In follow up to our earlier post in March regarding the HSA Maximum Family Contribution change, we want to provide some new information based upon an IRS Revenue Procedure released April 26, 2018.
Background: The maximum contribution to a Health Savings Account (HSA) for family coverage was originally announced as $6,900 on May 4, 2017. On March 2, 2018, the limit was reduced to $ 6,850 for taxpayers with family coverage under HDHPs due to the change to the inflation calculator under Tax Reform legislation for 2018 and future years.
While attending the Employer Council on Flexible Compensation (ECFC) Annual Conference in Washington, D.C. in March of this year, Employee Benefits Corporation along with our industry peers shared with the IRS the difficulties related to changing the HSA family maximum contribution amount for a year that has already started. The IRS listened to stories of the administrative burden imposed on individuals in order to make these $50 plus earnings adjustments. They indicated that they were currently considering if they can extend some transition relief on the matter.
New Information: In a reverse of the March announcement of the reduction of the family contribution level to the HSA, the IRS released Revenue Procedure 2018-27 on April 26, 2018, providing relief for taxpayers with family coverage under high deductible health plans (HDHPs) for 2018. This guidance allows taxpayers to continue to treat the 2018 limit as $6,900.
The IRS provided clarifications on how taxpayers who already received a distribution from an HSA of an excess contribution based on the $6,850 deduction limit may treat the distribution as a mistake and repay the HSA without any tax or reporting consequences.
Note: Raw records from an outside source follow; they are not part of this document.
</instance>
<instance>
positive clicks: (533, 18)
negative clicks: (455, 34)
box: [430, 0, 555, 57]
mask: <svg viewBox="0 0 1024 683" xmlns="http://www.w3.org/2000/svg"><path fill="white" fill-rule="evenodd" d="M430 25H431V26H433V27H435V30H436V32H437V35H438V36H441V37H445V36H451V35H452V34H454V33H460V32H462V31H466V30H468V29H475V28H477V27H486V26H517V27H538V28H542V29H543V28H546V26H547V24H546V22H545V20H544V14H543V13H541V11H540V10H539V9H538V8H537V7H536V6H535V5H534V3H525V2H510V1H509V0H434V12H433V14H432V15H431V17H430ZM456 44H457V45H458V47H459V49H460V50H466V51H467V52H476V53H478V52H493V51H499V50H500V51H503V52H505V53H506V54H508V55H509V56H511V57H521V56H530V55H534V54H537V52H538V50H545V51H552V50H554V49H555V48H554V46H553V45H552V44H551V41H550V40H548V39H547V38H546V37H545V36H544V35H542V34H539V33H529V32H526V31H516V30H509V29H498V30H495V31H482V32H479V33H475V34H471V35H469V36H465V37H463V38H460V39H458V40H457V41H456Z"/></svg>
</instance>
The IRS also clarifies how to treat a distribution of an excess contribution (and earnings) based on the $6,850 deduction limit. An individual may elect to repay any excess distribution and earnings to an HSA by April 15, 2019 and will not be subject to income tax, 20% penalty for non-qualified distribution, or any excise tax on excess contribution.
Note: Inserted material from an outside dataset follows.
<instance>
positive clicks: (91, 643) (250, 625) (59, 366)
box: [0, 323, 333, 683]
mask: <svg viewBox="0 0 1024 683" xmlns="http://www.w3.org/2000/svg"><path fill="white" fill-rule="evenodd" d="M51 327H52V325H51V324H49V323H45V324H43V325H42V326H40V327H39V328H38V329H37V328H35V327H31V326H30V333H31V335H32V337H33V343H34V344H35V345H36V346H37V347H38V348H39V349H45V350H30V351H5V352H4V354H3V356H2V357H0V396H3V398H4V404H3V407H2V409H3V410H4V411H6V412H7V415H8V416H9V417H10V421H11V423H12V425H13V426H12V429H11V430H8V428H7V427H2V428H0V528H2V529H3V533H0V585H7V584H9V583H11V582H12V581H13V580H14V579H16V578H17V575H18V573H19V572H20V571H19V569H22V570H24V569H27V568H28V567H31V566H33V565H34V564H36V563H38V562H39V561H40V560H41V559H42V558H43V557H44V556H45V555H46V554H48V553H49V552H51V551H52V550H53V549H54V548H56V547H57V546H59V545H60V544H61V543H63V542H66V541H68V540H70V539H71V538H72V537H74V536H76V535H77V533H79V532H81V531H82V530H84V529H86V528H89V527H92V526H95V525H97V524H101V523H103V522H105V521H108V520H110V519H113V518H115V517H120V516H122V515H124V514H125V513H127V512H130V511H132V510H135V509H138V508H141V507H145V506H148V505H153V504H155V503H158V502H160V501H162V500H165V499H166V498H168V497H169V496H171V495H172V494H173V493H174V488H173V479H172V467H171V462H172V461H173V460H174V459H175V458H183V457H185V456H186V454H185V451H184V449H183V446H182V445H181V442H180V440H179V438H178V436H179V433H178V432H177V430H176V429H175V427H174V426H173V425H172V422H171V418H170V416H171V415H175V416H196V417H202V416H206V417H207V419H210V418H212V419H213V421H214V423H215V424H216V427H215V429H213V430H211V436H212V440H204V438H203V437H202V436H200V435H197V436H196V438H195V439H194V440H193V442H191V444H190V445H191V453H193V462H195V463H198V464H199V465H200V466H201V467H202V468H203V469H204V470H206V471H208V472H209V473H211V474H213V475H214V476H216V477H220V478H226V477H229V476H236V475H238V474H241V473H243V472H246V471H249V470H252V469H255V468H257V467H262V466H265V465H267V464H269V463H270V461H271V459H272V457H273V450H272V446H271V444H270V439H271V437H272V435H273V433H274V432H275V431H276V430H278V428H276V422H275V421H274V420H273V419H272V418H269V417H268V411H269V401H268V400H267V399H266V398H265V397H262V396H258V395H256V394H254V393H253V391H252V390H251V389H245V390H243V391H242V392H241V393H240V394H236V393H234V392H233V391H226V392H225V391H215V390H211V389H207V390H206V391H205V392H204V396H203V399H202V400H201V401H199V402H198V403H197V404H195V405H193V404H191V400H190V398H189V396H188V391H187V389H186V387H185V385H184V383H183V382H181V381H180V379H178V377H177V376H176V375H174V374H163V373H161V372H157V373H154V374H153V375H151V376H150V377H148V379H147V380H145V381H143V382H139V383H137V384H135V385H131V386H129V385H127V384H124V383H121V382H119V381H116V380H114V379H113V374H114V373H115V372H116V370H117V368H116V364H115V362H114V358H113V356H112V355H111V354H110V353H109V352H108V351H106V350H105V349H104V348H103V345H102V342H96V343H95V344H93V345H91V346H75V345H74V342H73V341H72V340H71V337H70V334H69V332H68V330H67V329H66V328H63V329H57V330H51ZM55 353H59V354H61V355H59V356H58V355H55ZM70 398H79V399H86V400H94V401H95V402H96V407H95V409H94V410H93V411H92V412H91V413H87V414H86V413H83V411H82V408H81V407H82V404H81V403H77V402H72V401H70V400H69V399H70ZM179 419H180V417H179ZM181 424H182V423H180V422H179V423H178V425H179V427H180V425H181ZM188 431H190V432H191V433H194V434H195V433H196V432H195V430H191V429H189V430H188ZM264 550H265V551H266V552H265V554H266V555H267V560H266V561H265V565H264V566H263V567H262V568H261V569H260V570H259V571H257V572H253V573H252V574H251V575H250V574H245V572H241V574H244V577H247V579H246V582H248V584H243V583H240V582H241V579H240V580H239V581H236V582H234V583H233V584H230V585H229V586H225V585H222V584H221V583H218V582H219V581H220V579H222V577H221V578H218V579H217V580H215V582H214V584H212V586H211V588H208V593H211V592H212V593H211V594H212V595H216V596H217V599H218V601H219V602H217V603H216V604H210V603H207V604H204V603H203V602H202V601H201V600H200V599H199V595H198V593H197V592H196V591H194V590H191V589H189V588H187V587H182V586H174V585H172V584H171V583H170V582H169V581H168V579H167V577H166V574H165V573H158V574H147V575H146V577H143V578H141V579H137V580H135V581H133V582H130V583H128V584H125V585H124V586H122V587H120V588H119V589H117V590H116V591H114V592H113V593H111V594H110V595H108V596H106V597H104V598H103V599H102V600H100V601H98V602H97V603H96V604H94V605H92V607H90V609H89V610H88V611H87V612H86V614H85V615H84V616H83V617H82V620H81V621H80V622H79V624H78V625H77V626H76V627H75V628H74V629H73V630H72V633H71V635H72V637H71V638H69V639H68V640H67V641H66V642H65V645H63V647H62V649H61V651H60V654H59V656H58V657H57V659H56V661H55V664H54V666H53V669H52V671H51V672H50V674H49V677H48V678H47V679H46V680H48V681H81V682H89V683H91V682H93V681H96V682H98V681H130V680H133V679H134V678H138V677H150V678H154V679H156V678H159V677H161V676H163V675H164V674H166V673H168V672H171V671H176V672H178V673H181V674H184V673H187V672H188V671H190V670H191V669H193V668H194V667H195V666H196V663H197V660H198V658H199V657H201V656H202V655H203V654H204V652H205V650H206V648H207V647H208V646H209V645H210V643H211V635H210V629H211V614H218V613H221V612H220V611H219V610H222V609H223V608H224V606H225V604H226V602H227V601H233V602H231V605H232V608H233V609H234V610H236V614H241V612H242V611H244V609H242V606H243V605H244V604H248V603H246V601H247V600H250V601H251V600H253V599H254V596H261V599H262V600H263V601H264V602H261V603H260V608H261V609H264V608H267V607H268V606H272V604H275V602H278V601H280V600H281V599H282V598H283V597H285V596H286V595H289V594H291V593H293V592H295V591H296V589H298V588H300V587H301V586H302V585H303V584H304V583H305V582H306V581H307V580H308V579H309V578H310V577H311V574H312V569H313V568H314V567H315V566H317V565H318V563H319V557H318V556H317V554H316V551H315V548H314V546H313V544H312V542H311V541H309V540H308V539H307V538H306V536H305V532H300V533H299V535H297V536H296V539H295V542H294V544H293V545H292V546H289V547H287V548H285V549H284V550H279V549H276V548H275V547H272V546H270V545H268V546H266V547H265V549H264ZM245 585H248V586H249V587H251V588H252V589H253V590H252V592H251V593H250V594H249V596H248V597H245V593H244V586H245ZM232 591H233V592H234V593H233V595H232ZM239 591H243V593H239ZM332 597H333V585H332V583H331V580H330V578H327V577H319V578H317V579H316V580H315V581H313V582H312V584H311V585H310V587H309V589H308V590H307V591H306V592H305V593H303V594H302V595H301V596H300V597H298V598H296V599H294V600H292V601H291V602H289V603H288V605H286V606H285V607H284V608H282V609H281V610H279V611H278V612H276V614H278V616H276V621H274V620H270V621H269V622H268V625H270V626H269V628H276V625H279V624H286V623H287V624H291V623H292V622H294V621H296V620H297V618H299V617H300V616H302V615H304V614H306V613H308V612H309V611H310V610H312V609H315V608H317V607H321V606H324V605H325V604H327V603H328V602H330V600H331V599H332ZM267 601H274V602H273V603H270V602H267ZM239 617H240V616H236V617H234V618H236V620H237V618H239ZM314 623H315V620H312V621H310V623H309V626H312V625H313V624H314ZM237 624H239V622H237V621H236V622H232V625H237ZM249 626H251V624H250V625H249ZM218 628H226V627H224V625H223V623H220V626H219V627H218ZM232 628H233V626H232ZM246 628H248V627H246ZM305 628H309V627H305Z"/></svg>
However, if the HSA contributions were made through a cafeteria plan and the employer does not include any portion of the contributions in the employee’s wages because the employer treats $6,900 as the annual limit, the excess distribution must be used to pay for qualified medical expenses to avoid income taxes and the 20% penalty.
The employer is allowed to correct a mistaken contribution that exceeds the statutory maximum for the year. So what that means is if the employer prior to this transition relief, processed a reversal of $50 cafeteria plan deposit based upon what was thought to be in excess of the $6,850 statutory max and returned the amount to employees as taxable income, it would be possible for the employee to contribute the additional $50 pre-tax for 2018 now that the $6,900 contribution limit has been restored.
We will continue you to provide any additional HSA updates. Watch for the release of the 2019 limits which are due out before June 1, 2018.